Wednesday, May 18, 2011

Track

   I love running. I've probably said it a million times, but it is true. My motto is, "If you can breathe, you can run!" (Okay, so not everyone can or should run competitively, but still! Running is amazing and life-changing. Everyone should run.)

   So, anyhow, this year was my second year with my favorite team ever--the FEAST Homeschool Patriots!! I seriously love this team, and all the fun that I've had this season stretching myself to try new things and set crazy goals. The coaches are amaZing, and the team is very encouraging. I wouldn't want to be anywhere else. :)

  
   This season, I returned to the track after a harrowing experience with cross-country (yet I'm going to do it again this fall? I don't understand myself sometimes...) ready to all-out sprint! My favorite race is the 200 meter dash.

   I. love. this. race.

   The 100 meter dash is too short--it's over before you have time to think about passing anyone who might be dying out (who dies out on the 100m anyways?).

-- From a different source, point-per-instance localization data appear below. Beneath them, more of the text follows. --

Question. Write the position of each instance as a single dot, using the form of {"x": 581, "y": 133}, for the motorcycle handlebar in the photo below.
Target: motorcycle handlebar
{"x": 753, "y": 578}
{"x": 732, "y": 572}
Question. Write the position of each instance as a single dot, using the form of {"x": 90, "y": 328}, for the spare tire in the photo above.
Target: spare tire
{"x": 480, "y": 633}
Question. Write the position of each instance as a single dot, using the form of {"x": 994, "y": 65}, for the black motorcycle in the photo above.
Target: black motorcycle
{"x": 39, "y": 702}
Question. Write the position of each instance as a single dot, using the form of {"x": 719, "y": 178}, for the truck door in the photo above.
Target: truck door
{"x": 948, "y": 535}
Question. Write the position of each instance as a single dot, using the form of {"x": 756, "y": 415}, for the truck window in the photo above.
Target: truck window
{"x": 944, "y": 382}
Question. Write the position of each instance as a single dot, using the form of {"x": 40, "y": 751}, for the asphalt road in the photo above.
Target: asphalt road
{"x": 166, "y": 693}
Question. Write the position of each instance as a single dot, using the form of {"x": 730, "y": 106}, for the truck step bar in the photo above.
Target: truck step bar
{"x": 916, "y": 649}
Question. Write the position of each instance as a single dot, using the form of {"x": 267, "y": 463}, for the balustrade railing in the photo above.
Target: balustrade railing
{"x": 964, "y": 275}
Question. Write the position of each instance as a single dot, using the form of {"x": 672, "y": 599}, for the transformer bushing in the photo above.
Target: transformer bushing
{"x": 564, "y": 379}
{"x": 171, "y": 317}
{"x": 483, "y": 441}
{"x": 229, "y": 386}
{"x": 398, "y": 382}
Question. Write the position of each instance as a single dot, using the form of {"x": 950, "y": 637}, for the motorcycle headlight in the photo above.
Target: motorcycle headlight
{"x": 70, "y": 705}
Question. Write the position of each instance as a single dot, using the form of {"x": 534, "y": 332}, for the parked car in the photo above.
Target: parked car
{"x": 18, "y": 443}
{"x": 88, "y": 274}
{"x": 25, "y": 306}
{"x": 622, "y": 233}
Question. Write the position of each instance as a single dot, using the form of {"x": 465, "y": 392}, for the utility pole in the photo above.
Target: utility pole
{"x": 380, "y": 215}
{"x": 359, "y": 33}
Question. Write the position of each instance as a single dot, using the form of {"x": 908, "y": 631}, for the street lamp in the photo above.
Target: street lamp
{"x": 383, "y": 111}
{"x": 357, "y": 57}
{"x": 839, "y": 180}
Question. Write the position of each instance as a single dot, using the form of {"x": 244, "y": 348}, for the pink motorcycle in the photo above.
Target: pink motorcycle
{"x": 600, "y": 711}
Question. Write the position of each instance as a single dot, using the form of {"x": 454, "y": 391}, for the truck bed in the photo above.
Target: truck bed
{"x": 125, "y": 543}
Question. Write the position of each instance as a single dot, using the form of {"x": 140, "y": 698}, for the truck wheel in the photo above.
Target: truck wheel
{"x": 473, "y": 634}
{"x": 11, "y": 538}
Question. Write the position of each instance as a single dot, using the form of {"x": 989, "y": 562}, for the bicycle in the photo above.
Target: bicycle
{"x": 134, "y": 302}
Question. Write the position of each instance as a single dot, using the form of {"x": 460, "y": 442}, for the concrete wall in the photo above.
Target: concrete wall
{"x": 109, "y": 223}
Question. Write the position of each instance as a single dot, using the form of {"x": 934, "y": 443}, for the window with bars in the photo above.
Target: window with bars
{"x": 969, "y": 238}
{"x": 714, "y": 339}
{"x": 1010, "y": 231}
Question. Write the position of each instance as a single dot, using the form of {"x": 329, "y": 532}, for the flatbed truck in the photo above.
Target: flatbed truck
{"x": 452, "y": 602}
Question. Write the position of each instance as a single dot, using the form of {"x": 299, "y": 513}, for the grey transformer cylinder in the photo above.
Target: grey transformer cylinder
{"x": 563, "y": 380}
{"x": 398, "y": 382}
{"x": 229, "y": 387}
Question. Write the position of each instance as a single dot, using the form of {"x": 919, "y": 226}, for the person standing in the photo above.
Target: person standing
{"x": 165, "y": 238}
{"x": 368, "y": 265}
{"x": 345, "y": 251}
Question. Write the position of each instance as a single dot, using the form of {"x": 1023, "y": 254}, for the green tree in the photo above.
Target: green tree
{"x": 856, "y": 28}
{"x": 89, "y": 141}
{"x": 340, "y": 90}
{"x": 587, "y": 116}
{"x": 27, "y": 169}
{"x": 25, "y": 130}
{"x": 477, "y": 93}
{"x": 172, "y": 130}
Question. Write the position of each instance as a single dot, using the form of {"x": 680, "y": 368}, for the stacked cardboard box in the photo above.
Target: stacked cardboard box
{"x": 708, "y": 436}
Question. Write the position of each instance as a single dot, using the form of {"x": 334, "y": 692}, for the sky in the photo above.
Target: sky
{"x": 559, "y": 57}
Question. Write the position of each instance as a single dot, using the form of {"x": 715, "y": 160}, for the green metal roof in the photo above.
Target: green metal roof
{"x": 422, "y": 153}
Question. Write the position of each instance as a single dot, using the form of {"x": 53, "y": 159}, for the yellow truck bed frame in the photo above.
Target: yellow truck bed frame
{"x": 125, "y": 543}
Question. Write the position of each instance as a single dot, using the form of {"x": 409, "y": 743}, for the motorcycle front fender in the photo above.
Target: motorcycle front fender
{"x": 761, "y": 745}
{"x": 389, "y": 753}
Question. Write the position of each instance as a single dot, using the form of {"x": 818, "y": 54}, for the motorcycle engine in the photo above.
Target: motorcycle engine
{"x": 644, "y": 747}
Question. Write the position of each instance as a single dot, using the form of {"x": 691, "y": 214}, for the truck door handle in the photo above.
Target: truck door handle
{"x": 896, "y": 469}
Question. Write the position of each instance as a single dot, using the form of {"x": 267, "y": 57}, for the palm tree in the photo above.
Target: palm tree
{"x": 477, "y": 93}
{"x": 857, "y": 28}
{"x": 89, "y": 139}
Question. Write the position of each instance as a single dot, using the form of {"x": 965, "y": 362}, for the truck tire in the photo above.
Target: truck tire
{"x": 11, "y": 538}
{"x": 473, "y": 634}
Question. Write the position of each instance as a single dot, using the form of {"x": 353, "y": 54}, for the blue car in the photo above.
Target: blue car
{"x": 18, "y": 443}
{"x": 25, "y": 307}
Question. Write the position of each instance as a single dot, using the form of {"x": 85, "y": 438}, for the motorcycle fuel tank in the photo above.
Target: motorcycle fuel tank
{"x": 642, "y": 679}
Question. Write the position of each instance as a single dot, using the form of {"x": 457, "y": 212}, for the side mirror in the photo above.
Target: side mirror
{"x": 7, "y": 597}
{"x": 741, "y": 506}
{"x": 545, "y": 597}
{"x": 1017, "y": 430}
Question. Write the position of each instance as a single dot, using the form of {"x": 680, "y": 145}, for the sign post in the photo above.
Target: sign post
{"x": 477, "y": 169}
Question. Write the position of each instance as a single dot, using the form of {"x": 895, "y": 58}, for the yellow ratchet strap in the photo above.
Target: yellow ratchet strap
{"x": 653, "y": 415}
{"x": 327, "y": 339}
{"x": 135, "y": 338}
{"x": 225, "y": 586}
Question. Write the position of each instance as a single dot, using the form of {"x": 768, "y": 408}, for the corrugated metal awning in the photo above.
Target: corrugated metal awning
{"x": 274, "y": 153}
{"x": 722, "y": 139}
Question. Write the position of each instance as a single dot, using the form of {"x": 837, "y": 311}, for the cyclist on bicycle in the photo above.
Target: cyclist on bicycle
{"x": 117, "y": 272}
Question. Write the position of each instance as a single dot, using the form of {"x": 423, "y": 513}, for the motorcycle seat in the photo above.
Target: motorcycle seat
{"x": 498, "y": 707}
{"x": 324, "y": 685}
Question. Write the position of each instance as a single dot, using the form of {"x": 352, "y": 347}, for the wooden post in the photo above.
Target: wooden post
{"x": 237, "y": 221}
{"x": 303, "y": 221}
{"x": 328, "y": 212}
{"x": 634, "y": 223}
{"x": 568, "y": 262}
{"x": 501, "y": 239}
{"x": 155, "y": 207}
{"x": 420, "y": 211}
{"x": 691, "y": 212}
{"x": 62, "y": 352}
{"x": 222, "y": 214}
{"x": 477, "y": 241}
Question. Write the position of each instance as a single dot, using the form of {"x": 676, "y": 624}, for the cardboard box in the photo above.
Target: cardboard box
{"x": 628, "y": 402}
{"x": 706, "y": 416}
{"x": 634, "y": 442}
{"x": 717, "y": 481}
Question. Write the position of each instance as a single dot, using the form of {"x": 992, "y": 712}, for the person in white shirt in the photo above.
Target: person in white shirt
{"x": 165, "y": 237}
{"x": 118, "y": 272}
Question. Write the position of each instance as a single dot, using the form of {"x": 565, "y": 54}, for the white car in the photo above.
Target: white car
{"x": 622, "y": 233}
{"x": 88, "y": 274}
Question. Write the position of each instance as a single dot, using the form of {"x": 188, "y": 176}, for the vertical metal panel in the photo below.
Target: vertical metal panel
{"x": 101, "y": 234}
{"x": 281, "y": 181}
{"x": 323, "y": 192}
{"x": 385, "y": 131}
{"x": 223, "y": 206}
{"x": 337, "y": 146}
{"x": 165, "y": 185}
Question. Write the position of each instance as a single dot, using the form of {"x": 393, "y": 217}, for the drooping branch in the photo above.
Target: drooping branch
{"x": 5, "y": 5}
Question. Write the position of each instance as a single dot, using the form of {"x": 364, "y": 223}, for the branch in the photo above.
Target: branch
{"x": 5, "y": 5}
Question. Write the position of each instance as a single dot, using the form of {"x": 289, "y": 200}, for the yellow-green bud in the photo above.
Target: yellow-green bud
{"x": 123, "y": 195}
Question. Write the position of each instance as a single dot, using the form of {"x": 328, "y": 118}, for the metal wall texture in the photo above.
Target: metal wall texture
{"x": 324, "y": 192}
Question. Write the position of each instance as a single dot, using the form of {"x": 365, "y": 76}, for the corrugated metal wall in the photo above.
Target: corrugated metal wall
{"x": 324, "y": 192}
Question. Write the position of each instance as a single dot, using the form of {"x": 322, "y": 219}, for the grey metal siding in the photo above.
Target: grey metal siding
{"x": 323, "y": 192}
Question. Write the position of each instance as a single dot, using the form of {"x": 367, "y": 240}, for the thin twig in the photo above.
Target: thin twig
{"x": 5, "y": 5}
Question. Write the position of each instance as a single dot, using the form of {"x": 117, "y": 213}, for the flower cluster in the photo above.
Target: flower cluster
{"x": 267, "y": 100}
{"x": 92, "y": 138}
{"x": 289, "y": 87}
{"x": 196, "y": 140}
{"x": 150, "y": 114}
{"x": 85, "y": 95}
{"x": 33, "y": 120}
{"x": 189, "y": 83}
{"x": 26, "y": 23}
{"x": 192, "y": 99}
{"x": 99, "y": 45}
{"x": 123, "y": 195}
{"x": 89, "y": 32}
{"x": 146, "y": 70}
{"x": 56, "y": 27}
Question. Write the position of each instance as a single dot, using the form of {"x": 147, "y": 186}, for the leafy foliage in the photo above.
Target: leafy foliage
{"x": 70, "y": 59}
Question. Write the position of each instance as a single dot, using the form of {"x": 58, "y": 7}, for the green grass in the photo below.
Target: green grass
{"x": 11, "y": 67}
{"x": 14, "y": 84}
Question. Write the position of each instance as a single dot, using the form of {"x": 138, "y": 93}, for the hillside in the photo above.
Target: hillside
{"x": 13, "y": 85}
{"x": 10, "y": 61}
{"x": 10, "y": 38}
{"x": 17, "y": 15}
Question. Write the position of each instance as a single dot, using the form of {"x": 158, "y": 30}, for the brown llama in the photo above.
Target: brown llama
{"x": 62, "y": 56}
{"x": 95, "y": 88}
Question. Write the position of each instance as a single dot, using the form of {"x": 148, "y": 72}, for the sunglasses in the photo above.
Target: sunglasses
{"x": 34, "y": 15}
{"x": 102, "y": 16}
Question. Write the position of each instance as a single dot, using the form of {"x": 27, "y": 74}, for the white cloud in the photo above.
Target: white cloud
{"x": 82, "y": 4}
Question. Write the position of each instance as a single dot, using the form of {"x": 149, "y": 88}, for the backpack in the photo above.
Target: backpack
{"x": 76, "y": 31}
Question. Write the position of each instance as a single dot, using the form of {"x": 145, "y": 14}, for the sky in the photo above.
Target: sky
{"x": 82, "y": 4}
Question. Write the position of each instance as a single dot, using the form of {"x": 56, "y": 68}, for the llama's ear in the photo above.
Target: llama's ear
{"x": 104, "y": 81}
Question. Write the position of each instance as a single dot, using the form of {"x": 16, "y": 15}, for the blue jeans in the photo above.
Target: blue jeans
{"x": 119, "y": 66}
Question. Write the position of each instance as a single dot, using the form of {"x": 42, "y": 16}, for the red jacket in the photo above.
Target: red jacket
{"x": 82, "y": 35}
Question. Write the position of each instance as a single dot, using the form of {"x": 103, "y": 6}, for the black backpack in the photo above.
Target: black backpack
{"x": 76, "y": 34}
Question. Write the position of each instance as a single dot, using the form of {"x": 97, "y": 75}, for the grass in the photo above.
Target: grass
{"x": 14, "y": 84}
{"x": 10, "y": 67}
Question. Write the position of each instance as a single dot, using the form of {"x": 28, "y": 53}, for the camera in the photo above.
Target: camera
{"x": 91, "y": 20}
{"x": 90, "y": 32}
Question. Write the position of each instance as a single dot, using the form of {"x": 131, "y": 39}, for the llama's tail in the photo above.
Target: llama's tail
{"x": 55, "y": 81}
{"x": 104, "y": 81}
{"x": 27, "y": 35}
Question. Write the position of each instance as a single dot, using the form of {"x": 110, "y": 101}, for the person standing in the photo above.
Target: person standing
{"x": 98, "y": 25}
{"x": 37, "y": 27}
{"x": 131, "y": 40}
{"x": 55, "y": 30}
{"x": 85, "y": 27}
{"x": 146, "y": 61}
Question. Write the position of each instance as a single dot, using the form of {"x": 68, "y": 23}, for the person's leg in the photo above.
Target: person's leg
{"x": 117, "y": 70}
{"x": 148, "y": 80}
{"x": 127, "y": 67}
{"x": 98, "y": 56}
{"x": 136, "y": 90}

The 400 meter dash is too long to be an all-the-way, never-slowing-down sprint (okay, well, maybe I'm just too lazy to train for it...)

   So. I found MY RACE.

  
   The first race of the season, in February, I was extremely disappointed. I had gone out of last season running a 30.57--nothing too impressive, but then again, I couldn't seem to break the 30-second barrier. :/

   My first race of the season? A 31 second race. I was crestfallen. I hadn't run it well, rather, I was actually trying to "pace" myself--a bad habit picked up from none other than--xc. (Gotta love long distance!! Grrr...)

   Suddenly, during practices, I became determined. I no longer sludged through the sprinting reps like it was a chore to finish. I ran hard, fire in my eyes, fighting through the wind, clawing at the track, being a passionate fanatic with only one goal in mind: to break 30 seconds and never, ever return into the realm of the 30's.

   My next race, I tore out of the blocks like a wildebeest and shut my eyes until I was around the curve, going so fast I thought I must be flying. I knew I looked utterly ridiculous, but who cared? I won my heat, and with it the coveted 29.9 second time.


   The season progressed, and I consistently ran 29-second races, each time slowly inching down the milliseconds until I was on the brink of breaking 29, right at the end of the season. At that point, I was absolutely in love with the race.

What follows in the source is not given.